18 August, 2012

Doctor Krishna Prays

Dr. Krishna sits upon the hill looking down into the valley. Sounds from the village waft up on the hot breeze. Life seems to go on despite all the suffering and fears, he thinks, glimmers of hope leading them into the future like carrots before mules.
He has been on his rock for three days already, sitting in meditation, in prayer, in deference and servitude to All There Is, emptying his cup that it might be filled, saying 'yes, i am here' to the gentle winds that whisper of compassion and wisdom to all beings.
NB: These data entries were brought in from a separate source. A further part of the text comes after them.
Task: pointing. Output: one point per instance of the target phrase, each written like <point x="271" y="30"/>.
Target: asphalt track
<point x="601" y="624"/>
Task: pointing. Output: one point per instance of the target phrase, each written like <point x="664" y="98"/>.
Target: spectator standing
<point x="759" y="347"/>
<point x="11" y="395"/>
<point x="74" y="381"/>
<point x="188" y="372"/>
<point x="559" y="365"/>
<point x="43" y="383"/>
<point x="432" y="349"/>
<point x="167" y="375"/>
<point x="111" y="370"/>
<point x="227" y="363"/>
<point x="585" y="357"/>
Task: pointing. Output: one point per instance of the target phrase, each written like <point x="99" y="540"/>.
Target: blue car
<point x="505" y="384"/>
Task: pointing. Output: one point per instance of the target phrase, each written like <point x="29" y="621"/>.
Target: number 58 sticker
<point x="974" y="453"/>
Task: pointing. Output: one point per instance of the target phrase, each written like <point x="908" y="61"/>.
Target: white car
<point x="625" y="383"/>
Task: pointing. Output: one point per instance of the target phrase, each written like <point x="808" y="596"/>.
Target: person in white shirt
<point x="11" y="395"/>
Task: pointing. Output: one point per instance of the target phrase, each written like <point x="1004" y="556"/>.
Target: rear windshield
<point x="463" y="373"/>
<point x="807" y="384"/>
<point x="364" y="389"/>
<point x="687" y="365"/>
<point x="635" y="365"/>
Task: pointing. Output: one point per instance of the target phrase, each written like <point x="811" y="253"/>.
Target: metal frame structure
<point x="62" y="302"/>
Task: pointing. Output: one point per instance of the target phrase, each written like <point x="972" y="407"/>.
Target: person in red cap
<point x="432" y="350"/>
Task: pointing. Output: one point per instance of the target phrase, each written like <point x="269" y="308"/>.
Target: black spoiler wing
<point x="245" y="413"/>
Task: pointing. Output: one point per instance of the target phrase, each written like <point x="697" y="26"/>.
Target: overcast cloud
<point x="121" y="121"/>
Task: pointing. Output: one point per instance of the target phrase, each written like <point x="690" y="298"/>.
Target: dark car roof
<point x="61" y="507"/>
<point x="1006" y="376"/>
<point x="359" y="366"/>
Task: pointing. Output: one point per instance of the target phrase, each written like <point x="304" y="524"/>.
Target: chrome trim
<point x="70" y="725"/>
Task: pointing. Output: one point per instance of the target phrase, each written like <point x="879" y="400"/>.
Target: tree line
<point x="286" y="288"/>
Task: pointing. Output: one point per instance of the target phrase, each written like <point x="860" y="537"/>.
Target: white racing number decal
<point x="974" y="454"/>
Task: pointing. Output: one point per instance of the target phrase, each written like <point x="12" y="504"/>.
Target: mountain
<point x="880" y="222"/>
The doctor doesn't remember sitting, doesn't recall why he didn't get up and is not inclined to leave his seat now. Time passes. Life is a pulse. The universe rings like a bell. Harmonious.

A number of people have passed by, but have not disturbed him. Water, bread, a spicy samosa, these have been left for him if he should need to feed his body. They are untouched. A voice sounding very much like his mother drifts in and out of his clear awareness, "You have to eat and drink ... that is the way of the body ... to neglect this is foolishness." He knows this too, but there is no desire, no pang, no compulsion. He will eat and drink when the time comes, he notes, promptly letting the note float away on the breeze.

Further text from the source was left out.